A degree of uncertainty arose this week concerning the widely anticipated year-end 2021 demise of USD LIBOR. On Wednesday, November 18, ICE Benchmark Administration Limited ("IBA"), the administrator for LIBOR, announced plans to consult on its intention to cease publication of all tenors of GBP, EUR, CHF and JPY LIBOR settings after December 31, 2021. Concerning USD LIBOR, however, IBA merely noted that discussions with the U.K.'s Financial Conduct Authority (the "FCA") and other official sector bodies and panel banks are continuing, with future announcements to come after those discussions conclude.1 Wednesday's statement by IBA coincided with a related FCA consultation announcement addressing, among other topics, the FCA's potential new approach to ensuring an orderly wind down of USD LIBOR through the use of new powers to be granted under amendments to the Benchmarks Regulation that are contained in the currently pending U.K. Financial Services Bill.2

The IBA and FCA announcements include disclaimers discouraging speculation over any potential impact on the current timeline for transitioning away from USD LIBOR. Nevertheless, some commentators have suggested that the announcements indicate that official sector and panel bank discussions on the transition are lagging behind those regarding LIBOR rates for other major currencies and that, therefore, the transition from USD LIBOR to a widely-accepted replacement rate most likely the Secured Overnight Financing Rate ("SOFR") may get pushed out beyond December 31, 2021, which is the date after which panel banks could no longer be compelled to make USD LIBOR submissions.3

The IBA and FCA announcements, in light of other legislative and industry-led developments, raise questions about market preparedness for the expected transition away from USD LIBOR. On October 28, 2020, the New York State Senate introduced SB S9070, which seeks to amend the state's uniform commercial code in relation to the effect of a LIBOR discontinuance event on contracts, securities, and other agreements subject to New York law (the "New York Senate Bill").
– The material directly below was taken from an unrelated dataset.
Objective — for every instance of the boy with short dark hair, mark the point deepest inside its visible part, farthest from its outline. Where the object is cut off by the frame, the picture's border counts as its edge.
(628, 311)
Specifically, the New York Senate Bill would (i) enact provisions prohibiting parties from refusing to perform contractual obligations or declaring a breach of contract as a result of the discontinuance of USD LIBOR or the use of a replacement rate, (ii) establish that the LIBOR replacement rate is a commercially reasonable substitute for and a commercially substantial equivalent to USD LIBOR, and (iii) provide a safe harbor from litigation for the use of a benchmark replacement rate selected or recommended by the Federal Reserve Board, the Federal Reserve Bank of New York, or the Alternative Reference Rates Committee (or any of their successors).4 The New York Senate Bill and a companion proposal in the New York State Assembly, AB A11098, remain in committee and are not expected to receive a vote until first quarter 2021 at the earliest.

At the federal level, the U.S. House of Representatives is working on draft legislation that reportedly would largely replicate the New York Senate Bill but expressly preempt state law with respect to USD LIBOR replacement in all contracts, securities and instruments (including contracts with respect to commercial transactions).

Although a consensus appears to have formed around the choice of SOFR as the replacement rate for USD LIBOR, and current legislative proposals appear to contemplate this consensus, not all market participants are in agreement as to the methodology for adjusting for the inherent differences between USD LIBOR and SOFR.5 In particular, certain regional banks have expressed support for the use of a credit sensitive rate/dynamic credit spread to SOFR for use in the commercial lending/line of credit markets to help better align banks' replacement lending benchmark rates with their costs of funds. An industry working group convened to advocate for the use of a credit sensitive rate, the "Credit Sensitivity Group," is in ongoing discussions with the official sector to address these banks' concerns regarding the macroeconomic, safety and soundness, and financial stability implications of decoupling borrowing and lending rates.6 These discussions have yet to produce a broadly acceptable viable alternative to SOFR in these markets; however, concerns have been raised that the potential adoption by some lenders of alternative rates such as the ICE Bank Yield Index or Ameribor (both of which incorporate a credit spread) may further complicate any timely transition from USD LIBOR to SOFR, including by stymieing efforts to develop liquidity in SOFR cash and derivatives markets by December 31, 2021.

We will continue to monitor and report on developments in this area.